Opinion
2016-12759 Ind. No. 2138/14
08-15-2018
Paul Skip Laisure, New York, N.Y. (Yvonne Shivers of counsel), for appellant. Richard A. Brown, District Attorney, Kew Gardens, N.Y. (John M. Castellano, Johnnette Traill, and Christopher J. Blira–Koessler of counsel; Denna Russo on the memorandum), for respondent.
Paul Skip Laisure, New York, N.Y. (Yvonne Shivers of counsel), for appellant.
Richard A. Brown, District Attorney, Kew Gardens, N.Y. (John M. Castellano, Johnnette Traill, and Christopher J. Blira–Koessler of counsel; Denna Russo on the memorandum), for respondent.
ALAN D. SCHEINKMAN, P.J., LEONARD B. AUSTIN, ROBERT J. MILLER, SYLVIA O. HINDS–RADIX, JOSEPH J. MALTESE, JJ.
DECISION & ORDER
Appeal by the defendant, as limited by his motion, from a sentence of the Supreme Court, Queens County (John B. Latella, J.), imposed November 7, 2016, upon his plea of guilty, on the ground that the sentence was excessive.

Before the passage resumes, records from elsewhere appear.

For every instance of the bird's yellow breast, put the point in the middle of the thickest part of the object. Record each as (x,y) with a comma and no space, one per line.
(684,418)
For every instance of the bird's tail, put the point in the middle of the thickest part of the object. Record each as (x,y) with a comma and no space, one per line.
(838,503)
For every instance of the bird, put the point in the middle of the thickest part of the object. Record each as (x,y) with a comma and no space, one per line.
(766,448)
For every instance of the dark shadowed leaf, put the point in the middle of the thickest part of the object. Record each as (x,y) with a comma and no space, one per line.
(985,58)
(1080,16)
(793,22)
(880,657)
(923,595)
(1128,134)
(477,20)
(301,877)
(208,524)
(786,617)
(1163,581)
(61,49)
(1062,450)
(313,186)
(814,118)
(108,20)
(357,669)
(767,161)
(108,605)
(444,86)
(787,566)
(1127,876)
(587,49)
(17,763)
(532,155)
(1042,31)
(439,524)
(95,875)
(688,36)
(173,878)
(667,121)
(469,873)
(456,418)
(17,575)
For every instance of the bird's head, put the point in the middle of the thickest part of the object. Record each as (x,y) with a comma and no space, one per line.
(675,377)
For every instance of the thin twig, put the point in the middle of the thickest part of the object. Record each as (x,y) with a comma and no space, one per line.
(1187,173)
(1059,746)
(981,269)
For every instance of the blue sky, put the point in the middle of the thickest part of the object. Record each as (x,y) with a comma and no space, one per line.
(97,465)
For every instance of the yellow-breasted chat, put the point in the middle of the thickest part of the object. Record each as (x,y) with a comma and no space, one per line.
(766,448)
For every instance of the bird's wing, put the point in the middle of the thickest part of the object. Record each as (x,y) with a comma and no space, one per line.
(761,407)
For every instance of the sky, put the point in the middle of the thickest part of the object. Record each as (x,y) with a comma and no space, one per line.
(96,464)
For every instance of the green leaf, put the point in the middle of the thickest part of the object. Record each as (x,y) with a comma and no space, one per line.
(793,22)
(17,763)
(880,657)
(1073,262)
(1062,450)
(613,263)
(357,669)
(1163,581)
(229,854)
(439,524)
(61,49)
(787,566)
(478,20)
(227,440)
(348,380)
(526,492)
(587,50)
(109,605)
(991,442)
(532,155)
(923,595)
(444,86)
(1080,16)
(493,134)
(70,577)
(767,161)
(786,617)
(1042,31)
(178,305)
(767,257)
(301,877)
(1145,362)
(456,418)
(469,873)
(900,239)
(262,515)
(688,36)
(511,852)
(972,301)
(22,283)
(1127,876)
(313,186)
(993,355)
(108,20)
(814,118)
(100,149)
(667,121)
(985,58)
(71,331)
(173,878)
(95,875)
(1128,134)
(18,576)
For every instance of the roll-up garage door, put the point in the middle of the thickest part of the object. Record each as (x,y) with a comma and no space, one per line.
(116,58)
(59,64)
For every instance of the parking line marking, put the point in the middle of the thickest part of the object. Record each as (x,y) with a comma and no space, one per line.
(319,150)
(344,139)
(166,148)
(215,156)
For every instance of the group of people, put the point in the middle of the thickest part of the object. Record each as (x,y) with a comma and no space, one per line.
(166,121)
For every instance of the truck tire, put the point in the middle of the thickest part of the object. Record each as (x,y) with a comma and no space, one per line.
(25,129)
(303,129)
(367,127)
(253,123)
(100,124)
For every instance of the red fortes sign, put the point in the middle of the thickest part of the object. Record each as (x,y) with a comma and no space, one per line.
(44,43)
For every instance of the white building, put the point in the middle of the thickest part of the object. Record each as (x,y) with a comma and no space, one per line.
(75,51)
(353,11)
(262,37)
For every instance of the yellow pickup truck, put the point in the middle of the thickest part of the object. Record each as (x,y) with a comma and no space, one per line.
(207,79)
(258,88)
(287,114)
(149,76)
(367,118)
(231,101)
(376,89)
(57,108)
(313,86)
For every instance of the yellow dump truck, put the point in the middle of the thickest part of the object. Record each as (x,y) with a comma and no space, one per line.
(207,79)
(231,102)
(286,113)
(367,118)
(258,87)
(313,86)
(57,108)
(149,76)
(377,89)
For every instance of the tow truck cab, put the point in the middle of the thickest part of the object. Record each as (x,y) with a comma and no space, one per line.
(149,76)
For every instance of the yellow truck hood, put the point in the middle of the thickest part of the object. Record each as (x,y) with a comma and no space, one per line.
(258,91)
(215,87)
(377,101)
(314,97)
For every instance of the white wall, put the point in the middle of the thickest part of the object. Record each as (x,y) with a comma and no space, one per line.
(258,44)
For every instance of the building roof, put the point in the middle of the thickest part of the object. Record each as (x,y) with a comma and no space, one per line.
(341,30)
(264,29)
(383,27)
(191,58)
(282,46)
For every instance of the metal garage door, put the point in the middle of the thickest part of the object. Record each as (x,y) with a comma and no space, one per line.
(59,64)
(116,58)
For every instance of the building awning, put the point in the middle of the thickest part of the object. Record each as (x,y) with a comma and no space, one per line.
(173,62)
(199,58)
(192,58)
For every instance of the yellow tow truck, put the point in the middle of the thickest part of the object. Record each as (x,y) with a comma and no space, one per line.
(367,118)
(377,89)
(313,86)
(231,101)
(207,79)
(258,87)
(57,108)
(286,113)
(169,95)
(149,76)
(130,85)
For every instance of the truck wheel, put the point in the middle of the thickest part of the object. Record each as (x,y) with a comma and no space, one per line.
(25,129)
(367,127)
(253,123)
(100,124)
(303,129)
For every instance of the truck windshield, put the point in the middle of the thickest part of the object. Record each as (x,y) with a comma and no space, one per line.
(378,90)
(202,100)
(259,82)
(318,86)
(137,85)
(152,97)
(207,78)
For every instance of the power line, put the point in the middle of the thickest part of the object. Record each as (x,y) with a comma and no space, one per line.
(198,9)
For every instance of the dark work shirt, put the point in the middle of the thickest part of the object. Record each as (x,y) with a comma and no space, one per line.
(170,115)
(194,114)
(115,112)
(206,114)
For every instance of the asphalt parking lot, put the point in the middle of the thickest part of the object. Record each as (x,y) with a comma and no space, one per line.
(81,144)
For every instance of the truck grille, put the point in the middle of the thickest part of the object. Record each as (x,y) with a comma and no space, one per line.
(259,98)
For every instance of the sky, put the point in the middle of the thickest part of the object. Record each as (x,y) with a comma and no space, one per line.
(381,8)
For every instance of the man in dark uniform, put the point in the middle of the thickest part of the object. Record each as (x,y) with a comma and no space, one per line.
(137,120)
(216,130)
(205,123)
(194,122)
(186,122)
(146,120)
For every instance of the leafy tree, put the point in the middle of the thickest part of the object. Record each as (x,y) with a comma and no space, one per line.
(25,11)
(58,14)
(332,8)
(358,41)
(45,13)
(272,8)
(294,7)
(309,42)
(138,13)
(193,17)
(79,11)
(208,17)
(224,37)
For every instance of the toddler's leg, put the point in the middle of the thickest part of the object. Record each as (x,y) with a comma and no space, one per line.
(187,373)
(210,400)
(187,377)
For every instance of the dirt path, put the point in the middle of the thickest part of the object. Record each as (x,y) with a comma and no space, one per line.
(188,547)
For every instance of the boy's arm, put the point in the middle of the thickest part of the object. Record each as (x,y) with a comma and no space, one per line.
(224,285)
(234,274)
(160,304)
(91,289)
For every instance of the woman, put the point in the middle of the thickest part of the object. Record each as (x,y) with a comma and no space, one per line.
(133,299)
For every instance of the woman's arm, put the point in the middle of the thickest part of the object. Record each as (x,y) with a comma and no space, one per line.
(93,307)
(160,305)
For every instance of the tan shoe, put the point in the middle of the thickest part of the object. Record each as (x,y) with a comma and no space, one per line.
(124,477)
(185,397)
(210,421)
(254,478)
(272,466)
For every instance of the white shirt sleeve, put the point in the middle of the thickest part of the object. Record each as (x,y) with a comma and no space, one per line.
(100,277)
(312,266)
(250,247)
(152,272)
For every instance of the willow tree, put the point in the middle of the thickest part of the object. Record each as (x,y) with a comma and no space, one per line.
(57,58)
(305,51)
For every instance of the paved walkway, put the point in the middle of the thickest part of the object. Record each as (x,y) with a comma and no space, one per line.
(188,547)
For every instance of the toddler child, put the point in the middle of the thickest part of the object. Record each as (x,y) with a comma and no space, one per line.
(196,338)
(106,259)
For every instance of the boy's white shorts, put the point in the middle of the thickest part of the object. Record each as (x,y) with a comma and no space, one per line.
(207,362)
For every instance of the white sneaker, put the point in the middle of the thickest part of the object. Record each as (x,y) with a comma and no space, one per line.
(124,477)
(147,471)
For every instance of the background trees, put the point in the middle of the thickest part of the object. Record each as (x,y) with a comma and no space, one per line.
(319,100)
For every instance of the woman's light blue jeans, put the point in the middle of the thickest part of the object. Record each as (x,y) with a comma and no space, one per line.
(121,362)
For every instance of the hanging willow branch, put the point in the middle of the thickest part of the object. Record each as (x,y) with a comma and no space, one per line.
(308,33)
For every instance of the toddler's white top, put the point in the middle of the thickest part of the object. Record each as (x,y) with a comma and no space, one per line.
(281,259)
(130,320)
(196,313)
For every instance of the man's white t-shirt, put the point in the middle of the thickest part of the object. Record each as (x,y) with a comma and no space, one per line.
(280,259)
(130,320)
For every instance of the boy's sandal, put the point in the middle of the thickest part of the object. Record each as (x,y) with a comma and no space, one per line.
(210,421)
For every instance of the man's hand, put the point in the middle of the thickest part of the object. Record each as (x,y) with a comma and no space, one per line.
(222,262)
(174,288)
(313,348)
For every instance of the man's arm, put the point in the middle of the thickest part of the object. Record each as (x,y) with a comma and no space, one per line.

ORDERED that the sentence is affirmed.
A defendant who has validly waived the right to appeal cannot invoke this Court's interest of justice jurisdiction to obtain a reduced sentence (see People v. Lopez, 6 N.Y.3d 248, 255, 811 N.Y.S.2d 623, 844 N.E.2d 1145 ). Here, however, this Court is not precluded from exercising its interest of justice jurisdiction because the defendant did not validly waive his right to appeal the severity of the sentence (see People v. Boswell, 35 A.D.3d 1218, 825 N.Y.S.2d 896 ; see generally People v. DeYoung, 95 A.D.3d 71, 940 N.Y.S.2d 306 ). During the plea allocution, the Supreme Court expressly excluded the sentence from the waiver of the right to appeal by telling the defendant that he was giving up the right to appeal with the exception of, among other things, the length of his sentence. Moreover, although the defendant concedes that he signed a written waiver indicating that he waived the right to appeal the severity of the sentence, a written waiver "is not a complete substitute for an on-the-record explanation of the nature of the right to appeal" ( People v. Bradshaw, 76 A.D.3d 566, 569, 906 N.Y.S.2d 93, affd 18 N.Y.3d 257, 938 N.Y.S.2d 254, 961 N.E.2d 645 ; see People v. Brown, 122 A.D.3d 133, 139, 992 N.Y.S.2d 297 ).
Nevertheless, the sentence imposed was not excessive (see People v. Suitte, 90 A.D.2d 80, 455 N.Y.S.2d 675 ).
SCHEINKMAN, P.J., AUSTIN, MILLER, HINDS–RADIX and MALTESE, JJ., concur.